Will James Kirkland Rebound from Prison and Resume his Promising Career?
For a fighter who turned pro back in 2001 and had his career interrupted twice by prison stints, it’s hard to believe James Kirkland is only 25. The fearsome-punching and merciless junior middleweight southpaw still has time to make a big mark in the sport. Kirkland is 25-0 with 22 KO’s.
Kirkland began boxing at a very young age and compiled a fine mark of 134-12. Four times, he was the Silver Gloves Champion—for amateurs 15 and younger. In his first National Golden Gloves, he made it to the finals losing a controversial decision. Despite a potential Olympics appearance in his future, Kirkland elected to turn pro to support his family.
Kirkland, 17, turned pro in 2001 at 138 pounds. Under the tutelage of women’s world champion Ann Wolfe; he strung together 11 straight wins in just over two years. An armed robbery conviction would sideline Kirkland for 2 and-a-half years.
Kirkland got back into action in 2006 and picked up where he left off. He put together ten straight wins including a knockout over John Duddy-conqueror Billy Lyell before facing well-regarded Eromosele Albert. A first round knockout served notice that Kirkland was a man to be contended with.
Another KO win led to two HBO spots on their Boxing After Dark series. In his first appearance, he knocked out tough Brian Vera in eight rounds. Next was contender Joel Julio. Kirkland, unperturbed by the hard-hitting Julio pummeled his foe into submission in six rounds.
Fans were captivated by this young power-puncher who fought with a hungry edge. With so much talent in and surrounding 154, Kirkland looked poised to make a big move. He was scheduled to appear on the undercard of the Manny Pacquiao-Ricky Hatton PPV extravaganza.
Further Legal Problems
In April of 2009, Kirkland was arrested after illegally purchasing a firearm at a gun show in Texas. The parole for his prior armed robbery conviction stipulated he not possess firearms. In September, a U.S. Federal Court judge sentenced Kirkland to two years. The judge, moved by a strong show of support, spared Kirkland the normal 4-5 year sentence normally given for the same crime. Having been incarcerated since April, Kirkland is scheduled for release in April 2011. It is possible that he will be released to a halfway house early, which would allow him to train and fight.
Kirkland is still plenty young to rebound, but this latest legal trouble is a tremendous setback. It occurred right as he seemed poised for a breakthrough and was building up a strong following.

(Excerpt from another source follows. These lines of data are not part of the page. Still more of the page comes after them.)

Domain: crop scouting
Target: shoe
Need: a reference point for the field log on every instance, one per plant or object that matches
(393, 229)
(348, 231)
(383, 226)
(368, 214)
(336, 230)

Assuming he can stay in decent shape, he should be able to pick up some momentum quickly upon his return. Having half a decade shaved off your prime while in prison in not a recipe for greatness, though many seem hopeful that Kirkland has learned his lesson for good. Time will tell, but boxing fans collectively hope to see Kirkland out of prison and where he belongs—in the ring.